Of course. I'm getting on a bit, can't be expected to remember too much.

CavemanGrogg

digitalscream said:

TTony said:

digitalscream said:

For anyone considering what to do about personal online security...another option is what I do - I bought a domain, and I don't just use a different password on every site, I use a different email address (all are forwarded to my main email address, which is never used as a signup address). So my email addresses for online accounts would be:

tfb@mydomain.com
amz@mydomain.com
ggl@mydomain.com
...etc etc

That guarantees that if I'm part of a breach, no part of the credentials are remotely useful for gaining access to any of my other accounts anywhere else.

But your password is still “Password” for all of them, right?

Of course. I'm getting on a bit, can't be expected to remember too much.

At least I'm the only person who uses ''12345'' as their password for everything, nobody will ever be able to work that one out, as it's so unique and difficult to guess.

topdog91

digitalscream said:

TTony said:

But your password is still “Password” for all of them, right?

Of course. I'm getting on a bit, can't be expected to remember too much.

I like that you capitalized the "P". That should ward them off.

Lebarque

digitalscream said:

UPDATE: Some incredibly useful and timely information from @danishbacon (and some cross-referencing previous compromised accounts) has pointed us directly to the source of these account compromises - I'm 99% confident that's where it came from. I'm going to do some more digging to see if I can get hold of the breach file itself so I can compare it to our member list, but for now...I would strongly suggest that everybody checks their email address(es) here:

https://haveibeenpwned.com/

My email address comes up on there.

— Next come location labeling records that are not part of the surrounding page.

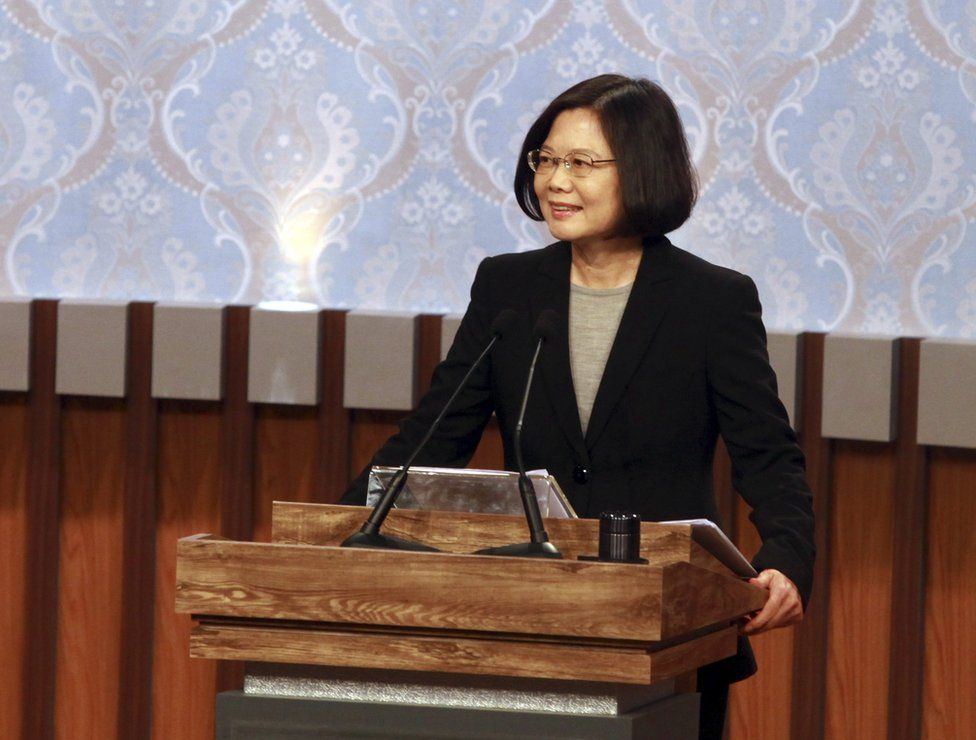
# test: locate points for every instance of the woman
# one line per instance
(659, 351)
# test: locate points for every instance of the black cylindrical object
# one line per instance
(619, 536)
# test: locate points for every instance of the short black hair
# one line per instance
(658, 183)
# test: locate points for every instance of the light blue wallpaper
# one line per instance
(361, 153)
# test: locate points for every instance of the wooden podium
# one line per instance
(452, 619)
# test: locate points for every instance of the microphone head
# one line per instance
(503, 322)
(545, 325)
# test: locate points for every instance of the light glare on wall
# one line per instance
(299, 236)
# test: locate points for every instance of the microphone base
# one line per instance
(382, 542)
(524, 550)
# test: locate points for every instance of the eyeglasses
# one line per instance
(576, 164)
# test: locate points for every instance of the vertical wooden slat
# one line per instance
(907, 644)
(285, 443)
(861, 517)
(139, 529)
(188, 496)
(750, 716)
(949, 688)
(90, 568)
(14, 419)
(41, 563)
(237, 448)
(810, 636)
(332, 472)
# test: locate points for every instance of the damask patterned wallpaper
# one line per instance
(360, 153)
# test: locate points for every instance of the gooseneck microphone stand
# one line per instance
(369, 535)
(538, 545)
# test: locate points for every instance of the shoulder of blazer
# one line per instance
(695, 267)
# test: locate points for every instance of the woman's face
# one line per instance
(584, 211)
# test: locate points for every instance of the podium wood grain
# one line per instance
(455, 592)
(461, 532)
(452, 654)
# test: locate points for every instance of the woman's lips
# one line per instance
(562, 211)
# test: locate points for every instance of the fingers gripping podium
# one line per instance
(452, 619)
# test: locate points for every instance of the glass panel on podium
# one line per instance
(470, 490)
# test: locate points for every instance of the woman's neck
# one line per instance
(611, 263)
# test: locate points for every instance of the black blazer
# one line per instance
(688, 363)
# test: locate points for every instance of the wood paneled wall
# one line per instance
(94, 494)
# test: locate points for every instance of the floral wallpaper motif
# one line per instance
(360, 153)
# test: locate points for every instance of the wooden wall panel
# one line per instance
(331, 475)
(14, 416)
(368, 430)
(189, 479)
(286, 440)
(139, 528)
(90, 569)
(759, 707)
(907, 639)
(43, 491)
(810, 636)
(950, 603)
(861, 550)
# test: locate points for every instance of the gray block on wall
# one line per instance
(91, 348)
(784, 356)
(859, 392)
(947, 393)
(14, 344)
(381, 360)
(283, 356)
(187, 346)
(449, 327)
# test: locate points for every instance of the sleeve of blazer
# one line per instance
(767, 464)
(457, 437)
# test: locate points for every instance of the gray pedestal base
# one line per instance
(243, 716)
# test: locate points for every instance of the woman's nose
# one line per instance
(560, 179)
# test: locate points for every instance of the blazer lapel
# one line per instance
(645, 309)
(553, 293)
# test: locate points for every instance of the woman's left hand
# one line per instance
(783, 608)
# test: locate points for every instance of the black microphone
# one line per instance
(369, 534)
(539, 545)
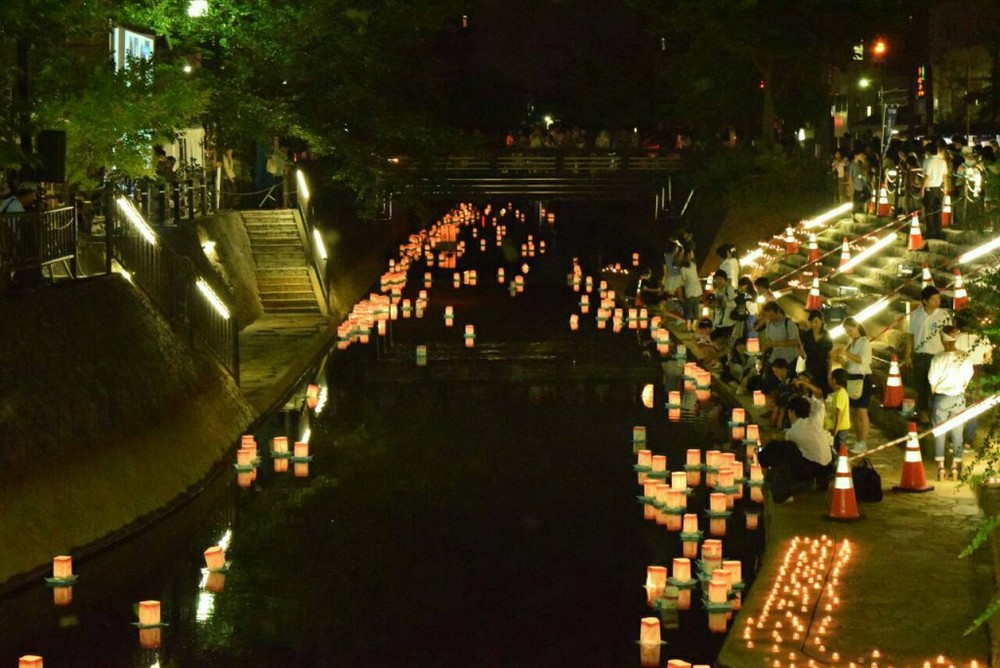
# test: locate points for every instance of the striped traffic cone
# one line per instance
(813, 248)
(916, 238)
(883, 209)
(925, 277)
(843, 503)
(791, 243)
(815, 300)
(913, 478)
(961, 296)
(845, 256)
(893, 396)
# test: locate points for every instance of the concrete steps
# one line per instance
(280, 254)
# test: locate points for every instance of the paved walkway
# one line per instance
(902, 597)
(275, 350)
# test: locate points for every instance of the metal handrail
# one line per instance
(169, 279)
(33, 238)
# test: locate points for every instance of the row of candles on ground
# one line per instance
(247, 458)
(150, 621)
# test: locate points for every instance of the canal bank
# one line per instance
(889, 589)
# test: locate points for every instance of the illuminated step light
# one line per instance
(867, 253)
(213, 298)
(319, 244)
(303, 188)
(136, 219)
(863, 315)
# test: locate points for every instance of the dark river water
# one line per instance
(479, 511)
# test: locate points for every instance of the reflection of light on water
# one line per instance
(206, 601)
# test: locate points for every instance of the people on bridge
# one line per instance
(923, 342)
(949, 376)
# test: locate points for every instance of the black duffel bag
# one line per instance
(867, 482)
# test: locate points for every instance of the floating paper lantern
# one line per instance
(649, 631)
(647, 395)
(215, 558)
(656, 580)
(149, 613)
(62, 567)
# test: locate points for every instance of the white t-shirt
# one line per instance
(815, 443)
(926, 329)
(692, 284)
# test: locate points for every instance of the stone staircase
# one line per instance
(895, 272)
(286, 281)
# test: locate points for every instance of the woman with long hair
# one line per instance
(857, 359)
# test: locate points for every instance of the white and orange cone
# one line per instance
(883, 208)
(843, 503)
(913, 478)
(926, 279)
(814, 253)
(845, 256)
(791, 243)
(961, 296)
(815, 300)
(893, 396)
(916, 238)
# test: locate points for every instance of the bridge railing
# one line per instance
(557, 164)
(33, 239)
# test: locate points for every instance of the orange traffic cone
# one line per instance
(845, 256)
(791, 243)
(813, 248)
(884, 209)
(815, 300)
(893, 396)
(925, 277)
(843, 504)
(916, 239)
(961, 296)
(913, 478)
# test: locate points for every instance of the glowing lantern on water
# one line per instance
(301, 452)
(656, 580)
(647, 395)
(215, 558)
(149, 613)
(215, 582)
(649, 631)
(62, 567)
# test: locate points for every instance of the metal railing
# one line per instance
(34, 239)
(170, 281)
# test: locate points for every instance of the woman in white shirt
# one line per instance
(857, 360)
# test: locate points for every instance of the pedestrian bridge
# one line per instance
(587, 177)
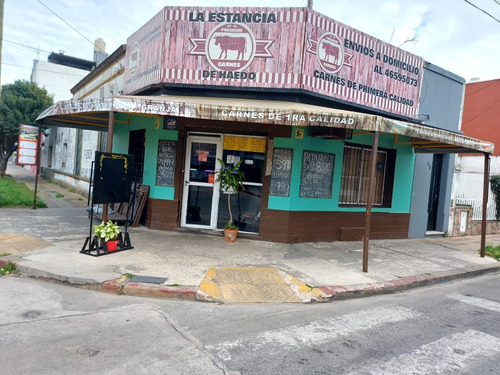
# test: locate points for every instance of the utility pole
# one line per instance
(1, 38)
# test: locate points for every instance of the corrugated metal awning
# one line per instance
(93, 114)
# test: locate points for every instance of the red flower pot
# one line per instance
(112, 245)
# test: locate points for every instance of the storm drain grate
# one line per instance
(148, 279)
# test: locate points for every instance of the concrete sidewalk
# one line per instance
(190, 265)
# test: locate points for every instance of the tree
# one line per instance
(21, 103)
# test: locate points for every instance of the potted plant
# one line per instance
(231, 180)
(108, 231)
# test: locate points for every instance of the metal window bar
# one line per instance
(355, 173)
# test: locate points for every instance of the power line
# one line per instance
(24, 45)
(54, 13)
(485, 12)
(45, 70)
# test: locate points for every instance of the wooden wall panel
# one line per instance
(296, 227)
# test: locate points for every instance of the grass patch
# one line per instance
(10, 267)
(493, 251)
(16, 194)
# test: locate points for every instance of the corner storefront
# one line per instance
(318, 120)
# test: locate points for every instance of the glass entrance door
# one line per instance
(201, 193)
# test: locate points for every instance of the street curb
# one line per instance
(334, 293)
(159, 291)
(209, 289)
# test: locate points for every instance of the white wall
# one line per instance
(56, 79)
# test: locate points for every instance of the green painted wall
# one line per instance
(121, 142)
(403, 179)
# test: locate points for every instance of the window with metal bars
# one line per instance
(356, 174)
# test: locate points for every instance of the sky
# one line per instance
(451, 34)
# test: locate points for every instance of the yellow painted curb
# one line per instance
(209, 290)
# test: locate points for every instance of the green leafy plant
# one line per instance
(495, 188)
(10, 267)
(229, 225)
(109, 230)
(493, 251)
(231, 180)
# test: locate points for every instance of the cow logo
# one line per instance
(231, 47)
(134, 58)
(329, 52)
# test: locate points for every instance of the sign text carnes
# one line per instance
(273, 48)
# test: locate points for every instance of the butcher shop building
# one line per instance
(318, 113)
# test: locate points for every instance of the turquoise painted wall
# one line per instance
(121, 142)
(403, 179)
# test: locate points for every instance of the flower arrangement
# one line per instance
(107, 230)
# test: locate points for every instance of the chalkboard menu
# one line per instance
(317, 175)
(165, 165)
(281, 172)
(112, 177)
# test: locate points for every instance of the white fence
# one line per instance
(468, 191)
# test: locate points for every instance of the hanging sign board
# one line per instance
(249, 144)
(281, 174)
(317, 175)
(165, 166)
(112, 177)
(27, 145)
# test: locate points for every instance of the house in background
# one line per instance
(70, 159)
(57, 75)
(68, 152)
(302, 113)
(441, 99)
(480, 119)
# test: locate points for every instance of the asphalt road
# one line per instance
(47, 328)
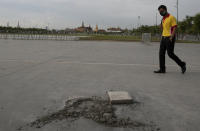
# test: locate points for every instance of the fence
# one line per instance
(38, 37)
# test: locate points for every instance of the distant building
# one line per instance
(18, 26)
(114, 30)
(83, 29)
(101, 31)
(96, 29)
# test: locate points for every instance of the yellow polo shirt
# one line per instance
(168, 23)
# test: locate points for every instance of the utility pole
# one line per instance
(177, 17)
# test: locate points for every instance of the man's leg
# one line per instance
(162, 52)
(170, 51)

What should I do about it?

topdog91

Lebarque said:

digitalscream said:

UPDATE: Some incredibly useful and timely information from @danishbacon (and some cross-referencing previous compromised accounts) has pointed us directly to the source of these account compromises - I'm 99% confident that's where it came from. I'm going to do some more digging to see if I can get hold of the breach file itself so I can compare it to our member list, but for now...I would strongly suggest that everybody checks their email address(es) here:

https://haveibeenpwned.com/

My email address comes up on there. What should I do about it?

Same as mentioned ^^^:https://www.thefretboard.co.uk/discussion/comment/3765028/#Comment_3765028

Change your passwords to unique secure ones, preferably using a password manager like Bitwarden which handles generating unique secure passwords and "remembering" them so you don't have to. And use MFA on your Bitwarden account. 

donbot

@digitalscream ;
Just a quick thought; would it be possible to pop a link to the Justgiving fund on the front page? 

The thought of getting scammed by this vile bastard is awful so the more members see this thread the more we should be able to recover for the two victims. 

digitalscream

Lebarque said:

digitalscream said:

UPDATE: Some incredibly useful and timely information from @danishbacon (and some cross-referencing previous compromised accounts) has pointed us directly to the source of these account compromises - I'm 99% confident that's where it came from. I'm going to do some more digging to see if I can get hold of the breach file itself so I can compare it to our member list, but for now...I would strongly suggest that everybody checks their email address(es) here:

https://haveibeenpwned.com/

My email address comes up on there. What should I do about it?

Change your password to something you've never used before.

DefaultM

I've apparently been part of a hack of Truefire that revealed pretty much every single personal detail about me.
 Full name, address, email, password, DoB, phone number. That’s not great is it!